I’m thinking now about South Park’s episode “Board Girls”, in which a man pretends to be a transgender woman in order to have a better chance to win an athletic event. The South Park defender would argue: They are clearly making fun of the bigoted idea. Matt and Trey are not, themselves, being transphobic.

But in bringing this up here, I’m not arguing that they are. Whether the comedy is being transphobic or the comedy is satirizing a transphobic attitude, either way it is only successful because the transphobia exists.

That said, though, and speaking generally (not about South Park specifically): Often it is the case that people leverage “Hey, it’s just a joke!” as a way to sneak in their biases.


I’ve heard fellow transgender people speak of the harm done by thrillers like “Dressed to Kill”, “Psycho”, and “Silence of the Lambs”, where villains are shown wearing women’s clothing. And I agree that those can be harmful, even when the characters are meant to be cisgender men.

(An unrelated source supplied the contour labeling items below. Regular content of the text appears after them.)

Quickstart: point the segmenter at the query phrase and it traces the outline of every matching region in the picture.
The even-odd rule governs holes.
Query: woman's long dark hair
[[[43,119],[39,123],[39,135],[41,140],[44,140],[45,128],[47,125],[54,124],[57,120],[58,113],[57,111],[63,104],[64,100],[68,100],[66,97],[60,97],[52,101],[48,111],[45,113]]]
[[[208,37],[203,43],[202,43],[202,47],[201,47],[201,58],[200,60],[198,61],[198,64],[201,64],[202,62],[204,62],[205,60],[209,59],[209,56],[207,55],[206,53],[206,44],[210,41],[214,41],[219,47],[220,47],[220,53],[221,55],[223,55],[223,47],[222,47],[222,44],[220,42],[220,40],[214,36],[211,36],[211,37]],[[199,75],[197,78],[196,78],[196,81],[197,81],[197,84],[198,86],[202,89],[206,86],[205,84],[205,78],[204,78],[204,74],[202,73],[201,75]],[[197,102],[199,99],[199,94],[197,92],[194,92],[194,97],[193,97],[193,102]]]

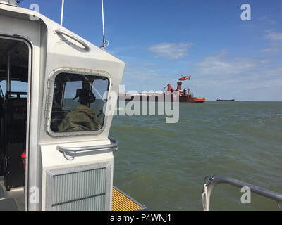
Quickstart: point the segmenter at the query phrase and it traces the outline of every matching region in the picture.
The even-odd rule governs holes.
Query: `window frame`
[[[68,73],[78,75],[90,75],[90,76],[99,76],[104,77],[108,79],[108,94],[106,96],[107,101],[106,104],[106,112],[104,113],[105,117],[104,118],[104,123],[101,129],[97,131],[72,131],[72,132],[54,132],[51,129],[51,120],[53,108],[53,98],[54,98],[54,91],[56,77],[61,73]],[[53,70],[51,73],[47,87],[46,93],[46,103],[45,103],[45,116],[44,116],[44,128],[47,134],[53,137],[70,137],[70,136],[85,136],[85,135],[97,135],[104,131],[108,122],[107,115],[107,107],[106,104],[109,102],[111,86],[111,76],[106,71],[97,70],[87,70],[87,69],[79,69],[79,68],[63,68]],[[64,91],[64,90],[63,90]]]

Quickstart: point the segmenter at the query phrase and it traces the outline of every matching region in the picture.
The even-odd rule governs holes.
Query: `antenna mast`
[[[103,25],[103,45],[101,46],[101,49],[103,50],[106,49],[106,47],[108,46],[108,45],[106,45],[106,38],[105,38],[105,25],[104,22],[104,3],[103,0],[101,0],[102,2],[102,25]]]
[[[63,25],[63,6],[65,5],[65,0],[62,0],[62,8],[61,11],[61,26]]]

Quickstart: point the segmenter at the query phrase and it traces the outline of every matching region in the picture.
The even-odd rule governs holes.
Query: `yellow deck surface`
[[[112,211],[136,211],[142,207],[115,188],[113,188]]]

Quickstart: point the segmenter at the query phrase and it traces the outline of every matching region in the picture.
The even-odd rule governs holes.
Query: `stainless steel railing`
[[[279,209],[281,209],[279,202],[282,202],[282,194],[230,177],[214,178],[213,176],[207,176],[204,179],[204,184],[202,191],[202,199],[204,211],[209,211],[210,196],[212,191],[214,188],[219,184],[227,184],[240,188],[246,186],[249,187],[252,193],[255,193],[257,195],[276,200],[278,203]]]
[[[78,152],[85,152],[87,150],[109,150],[113,149],[115,152],[118,150],[118,141],[113,139],[109,139],[111,143],[104,146],[83,146],[83,147],[63,147],[57,146],[57,150],[63,153],[66,159],[68,160],[73,160],[75,158],[76,153]],[[73,155],[67,156],[67,153],[70,153]]]

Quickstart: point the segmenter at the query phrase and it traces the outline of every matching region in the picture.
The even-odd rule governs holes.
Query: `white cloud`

But I’m concerned that we downplay the harm done by comedies. Because comedy includes the reinforcement of social values by mocking what society deems worthy of mockery, it communicates that: This is what society deems worthy of mockery.

This is, indeed, why more conservative people resist shifts to comedy. They want to continue to mock. They want that permission.

I am now focused on using exposure to men in dresses to overcome my internalized programming, but with half a century of programming, it’s a tough climb. Part of that climb, for me, is acknowledging the harm that some of my heroes have done to me.